When the door was unlocked they saw countless cobwebs and dusty furniture. "He must be hiding somewhere," the innkeeper would always tell the tourists, without ever seeing him. But Rudolf was no longer there.

The unexpected visits drove him away. He began to wander the streets of his beloved city, remembering his former glory. People thought him a fool, but they left him alone for his manners and strange clothes.

As he was admiring the cathedral in which his coronation had taken place, a man lying in the street spoke to him from behind. 'Hey, you there, I know you!' he shouted in a voice a little irritated. Rudolph turned with a look of incomprehension on his face. Who could have known him? This bearded man in ragged clothes? Highly unlikely. 'Excuse me, but I don't know who you are,' Rudolph told him, and was about to leave.
'You'd better know who I am, King,' he laughed aloud.
'Who are you to mock me?' the King demanded.
Bogdan straightened. 'You're not the only one here for eternity. I was the one on whom the elixir of life was tested. Bogdan is my name.'
Rudolph tried to remember, but there were so many memories in his head that he stopped.

'Come, sit down,' he urged, 'I wanted to talk to you so much. But when you were King, they wouldn't let me near you. And then you were gone.'
Rudolph, who had nowhere else to go, sat down beside the man. After all, nothing mattered anymore. 'So you've lived as long as I have?' he said. 'How do you manage it?' he asked the man in the street.

Bogdan laughed. 'First of all,' he said, slightly reproving Rudolph, 'you mustn't want others to adapt to you. If you want people to respect you, you have to adapt to them, and secondly,' he mused, fumbling in his coat. 'Secondly, to keep myself from going mad with immortality, I live only in the moment. People like me, they invite me to eat now and then, I've got used to it. I've got this harmonica.' He put the harmonica to his mouth and began to play a familiar old tune.

Rudolph didn't know what had led to it, but he began to hum a song he had sung a long time ago, when he was a little boy. And after a very long time, he felt happy and at peace.

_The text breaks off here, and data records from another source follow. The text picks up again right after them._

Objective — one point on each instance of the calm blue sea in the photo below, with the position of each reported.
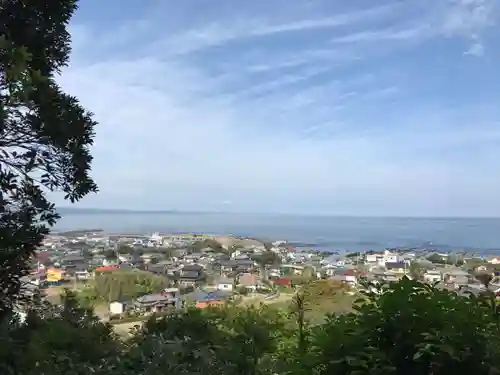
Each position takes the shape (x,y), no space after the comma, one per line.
(326,233)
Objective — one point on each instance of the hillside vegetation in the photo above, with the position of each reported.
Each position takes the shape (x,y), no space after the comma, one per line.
(411,328)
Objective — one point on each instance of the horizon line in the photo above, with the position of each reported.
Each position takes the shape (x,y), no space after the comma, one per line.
(177,211)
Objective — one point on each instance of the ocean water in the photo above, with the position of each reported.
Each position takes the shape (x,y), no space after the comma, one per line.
(320,232)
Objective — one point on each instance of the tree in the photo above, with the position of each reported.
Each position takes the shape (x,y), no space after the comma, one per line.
(416,270)
(45,134)
(410,328)
(67,339)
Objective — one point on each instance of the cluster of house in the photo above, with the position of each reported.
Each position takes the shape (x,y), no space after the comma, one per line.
(79,257)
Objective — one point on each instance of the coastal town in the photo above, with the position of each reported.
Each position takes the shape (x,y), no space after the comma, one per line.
(128,277)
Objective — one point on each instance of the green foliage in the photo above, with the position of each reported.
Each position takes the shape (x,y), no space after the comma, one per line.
(417,270)
(267,258)
(124,284)
(210,243)
(411,328)
(45,134)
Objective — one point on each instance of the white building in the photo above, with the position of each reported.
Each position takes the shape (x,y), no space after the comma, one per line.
(432,276)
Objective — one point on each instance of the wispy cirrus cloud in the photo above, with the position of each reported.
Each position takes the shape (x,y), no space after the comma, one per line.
(319,108)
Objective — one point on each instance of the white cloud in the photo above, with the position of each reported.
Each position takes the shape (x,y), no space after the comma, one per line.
(284,130)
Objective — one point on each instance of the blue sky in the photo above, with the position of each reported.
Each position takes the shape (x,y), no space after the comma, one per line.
(310,106)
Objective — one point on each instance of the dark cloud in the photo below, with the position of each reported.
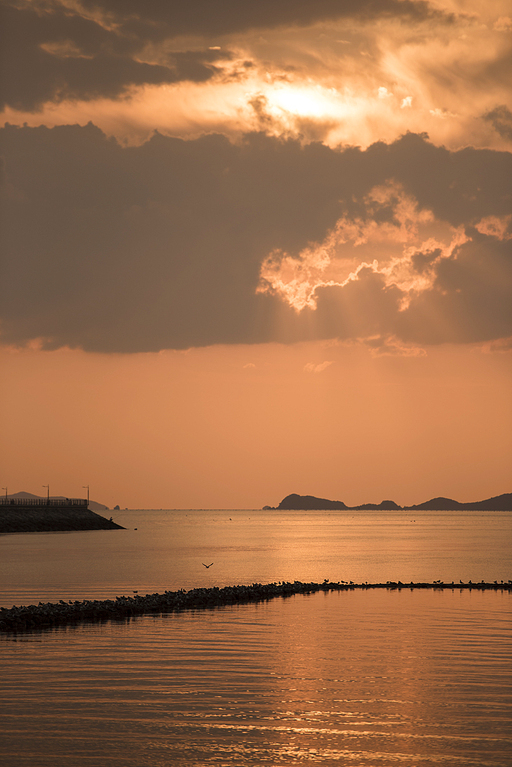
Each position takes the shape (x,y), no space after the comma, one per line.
(501,120)
(51,51)
(124,249)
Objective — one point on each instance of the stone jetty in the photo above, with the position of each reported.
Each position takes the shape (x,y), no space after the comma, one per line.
(39,515)
(51,615)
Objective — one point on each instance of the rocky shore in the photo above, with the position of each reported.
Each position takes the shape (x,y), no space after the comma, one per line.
(45,519)
(50,615)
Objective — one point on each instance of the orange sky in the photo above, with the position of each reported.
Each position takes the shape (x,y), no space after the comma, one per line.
(301,283)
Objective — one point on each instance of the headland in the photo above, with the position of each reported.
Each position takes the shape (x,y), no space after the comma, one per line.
(295,502)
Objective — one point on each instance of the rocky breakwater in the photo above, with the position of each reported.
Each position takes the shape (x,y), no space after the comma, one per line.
(51,615)
(54,516)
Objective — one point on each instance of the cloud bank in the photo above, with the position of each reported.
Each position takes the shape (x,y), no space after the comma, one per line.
(175,244)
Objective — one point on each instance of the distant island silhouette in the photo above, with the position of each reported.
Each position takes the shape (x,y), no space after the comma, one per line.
(296,502)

What the two of them have been doing since, I don't know. They couldn't tell me. Before they could tell me the whole story, they took out the harmonica and the guitar and began to play the familiar old song. And even I didn't care much about the story then.

Maybe I forgot to tell you something. So, if you want to hear the story from their mouths, I think they often hang around the Prague Castle. Don't be afraid of them. They may look like scarecrows, but after all they've been through, I think they have a right to. If you ever meet them, please tell them I said hello.